The result of all this is we don't lose much by using a more asynchronous design in which there isn't an interactive handshake.
Benefits of Noise¶
By losing TLS we can:
- Eliminate huge complexity from in-enclave code.
- Avoid pseudo-certificates and other hacks that will open up exploits and hit corporate X.509 bureaucracy.
- Enable enclaves to talk to each other even if they can't be loaded simultaneously (e.g. on same machine)
- Move session management and expiry out of the enclave, where it can't be done properly anyway because there's no secure access to the clock.
- Get various other benefits, like being able to reuse MQ brokers, integrate with Corda flows, store messages to databases, support M-to-1 inbound message collection before processing and so on.
Messages vs streams¶
There are three main ways for networked programs to communicate: streams, messages and RPCs. The popular REST paradigm is a form of RPC for the purposes of this discussion.
Multi-party computations all involve the transmission of relatively small messages, often without needing any immediate reply. For instance, over the course of a day parties may submit a small data structure when a human gets around to it, and get the results back hours later when a deadline or threshold is reached. In other cases submission of data to an enclave may be asynchronous and should not block a business process in case of outage.
These requirements are not a good fit for stream-oriented connections that when on top of TCP require app developers to do their own framing (a frequent source of security vulnerabilities), can break due to NAT boxes timing them out, IP address changes, passing through one-way firewalls, require high-availability servers with load balancing, require databases for stored state and so on.

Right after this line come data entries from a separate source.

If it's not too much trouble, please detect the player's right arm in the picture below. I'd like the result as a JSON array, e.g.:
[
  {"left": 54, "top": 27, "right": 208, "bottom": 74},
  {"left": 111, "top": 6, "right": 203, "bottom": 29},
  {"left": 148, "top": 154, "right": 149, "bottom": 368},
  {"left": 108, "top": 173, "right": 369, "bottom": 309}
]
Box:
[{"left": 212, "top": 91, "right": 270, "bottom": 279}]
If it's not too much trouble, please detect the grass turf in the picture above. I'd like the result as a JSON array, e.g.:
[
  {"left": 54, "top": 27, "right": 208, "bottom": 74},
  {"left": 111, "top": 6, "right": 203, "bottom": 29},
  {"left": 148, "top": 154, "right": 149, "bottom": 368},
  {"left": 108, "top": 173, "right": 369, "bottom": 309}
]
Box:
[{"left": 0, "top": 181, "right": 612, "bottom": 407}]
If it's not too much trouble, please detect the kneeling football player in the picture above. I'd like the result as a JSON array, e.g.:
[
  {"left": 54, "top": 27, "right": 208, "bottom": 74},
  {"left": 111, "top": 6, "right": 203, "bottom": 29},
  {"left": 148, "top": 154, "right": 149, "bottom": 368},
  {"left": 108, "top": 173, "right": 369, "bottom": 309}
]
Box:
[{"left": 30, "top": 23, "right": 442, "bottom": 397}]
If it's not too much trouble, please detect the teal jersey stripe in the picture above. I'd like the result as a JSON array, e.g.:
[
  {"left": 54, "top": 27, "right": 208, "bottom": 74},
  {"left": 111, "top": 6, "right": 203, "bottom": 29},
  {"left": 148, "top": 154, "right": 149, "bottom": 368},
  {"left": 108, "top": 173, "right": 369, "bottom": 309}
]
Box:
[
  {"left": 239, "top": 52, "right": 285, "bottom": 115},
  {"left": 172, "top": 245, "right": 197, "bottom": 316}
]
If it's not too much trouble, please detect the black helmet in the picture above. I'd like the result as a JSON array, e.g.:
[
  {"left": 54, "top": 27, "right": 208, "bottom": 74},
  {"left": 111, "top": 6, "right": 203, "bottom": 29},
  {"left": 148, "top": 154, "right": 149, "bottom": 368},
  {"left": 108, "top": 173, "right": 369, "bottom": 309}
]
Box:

With a stream or RPC oriented approach the enclave would be expected to respond to bytes from a client more or less immediately, meaning it has to be always running and would have to persist uploaded data itself. Unfortunately persistence in enclaves is tricky due to the existence of Memento attacks.
RPCs (including REST) can be hard to integrate with fully reliable systems that can tolerate restarts at any moment. Because server restarts break connections, in a loosely coupled multi-party system connection-oriented protocols require expensive HA load balancing to ensure users aren't often exposed to errors caused by planned restarts. Even then it isn't possible to eliminate such errors entirely, just reduce their impact. Load balancing in an enclave environment requires special support because the client is intimately aware of the exact CPU the enclave is running on - thus switching a client between servers isn't transparent.
Future versions of Conclave are planned to add support for enclave clustering.
All this suggests the primary paradigm exposed to enclaves should be messages. The host will take care of delivering messages and providing atomic, transactional semantics over them so many kinds of enclaves won't need an encrypted database at all. The untrusted host can also take on the significant burden of moving data around, storing it to disk, sorting it, applying backpressure, exposing to the admin if there are backlogs etc.